2. In a nutshell, Zinc therapy focuses on the reduction of free copper and preventionof copper uptake, rather than decoppering of vital organs like Penicillamine. (Hoogenraad 2006) On a biochemical level, zinc therapy works by increasing the concentration of zinc in the intestine which induces intestinal cell metallothionien (Mt), thus increasing the concentration of Mt in the enterocytes.(Brewer 2001) The zinc binds the Mt, but because copper has a higher afinity for Mt than zinc does, the copper dispalces the zinc and binds the Mt.(Brewer 2001) The Mt with the copper bound to it is then sloughed off into the intestinal tract and excreted in feces, rather than in the urine like Penicillamine.(Brewer 2001)

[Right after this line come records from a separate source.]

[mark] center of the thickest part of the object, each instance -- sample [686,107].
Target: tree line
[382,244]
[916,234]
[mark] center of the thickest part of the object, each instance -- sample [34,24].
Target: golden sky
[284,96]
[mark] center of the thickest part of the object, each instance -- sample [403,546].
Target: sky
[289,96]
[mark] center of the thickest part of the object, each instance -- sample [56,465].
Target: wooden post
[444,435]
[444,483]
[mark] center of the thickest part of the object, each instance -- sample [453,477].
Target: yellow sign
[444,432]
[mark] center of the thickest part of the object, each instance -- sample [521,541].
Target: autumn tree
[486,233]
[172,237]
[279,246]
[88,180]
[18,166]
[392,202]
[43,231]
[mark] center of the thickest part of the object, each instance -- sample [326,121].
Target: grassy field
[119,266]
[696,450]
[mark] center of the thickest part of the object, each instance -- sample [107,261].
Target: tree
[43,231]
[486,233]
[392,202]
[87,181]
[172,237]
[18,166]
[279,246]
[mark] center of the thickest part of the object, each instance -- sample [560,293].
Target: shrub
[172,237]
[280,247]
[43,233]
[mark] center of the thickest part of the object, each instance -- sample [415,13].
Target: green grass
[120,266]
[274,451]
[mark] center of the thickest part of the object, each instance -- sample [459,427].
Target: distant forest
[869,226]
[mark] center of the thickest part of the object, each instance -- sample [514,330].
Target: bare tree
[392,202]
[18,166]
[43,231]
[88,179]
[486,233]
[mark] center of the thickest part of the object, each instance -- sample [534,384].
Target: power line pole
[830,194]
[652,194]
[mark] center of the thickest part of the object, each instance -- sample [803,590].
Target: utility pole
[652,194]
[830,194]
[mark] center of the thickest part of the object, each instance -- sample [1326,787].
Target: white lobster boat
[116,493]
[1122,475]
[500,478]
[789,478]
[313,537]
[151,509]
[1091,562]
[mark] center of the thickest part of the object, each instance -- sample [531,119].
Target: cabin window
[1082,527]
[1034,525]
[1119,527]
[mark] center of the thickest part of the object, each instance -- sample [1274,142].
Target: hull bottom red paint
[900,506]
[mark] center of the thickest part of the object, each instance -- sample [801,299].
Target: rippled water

3. The mutations for Wilson’s Disease are varied and it seems that the mutations all impact ATP7B differently. It seems that both hypomorphic and loss of function mutations are known. In 2014 a study by Braiterman et. al. even discovered a mutation that impacts a ATP7B from leaving the golgi which shifted the paradigm for how we previously understand Wilson’s Disease mutations as disrupting the stablity or activity of ATP7B.
4. Excess copper is toxic in the body because it generates reactive oxygen species like superoxide and hydrogen peroxide which are damagins to DNA, protein, and lipids. Therefore copper poisnonig puts many of the body’s pathways at risk.
I hope this is helpful in answering your questions. Feel free to check out the other pages on Wilson’s Disease for more info!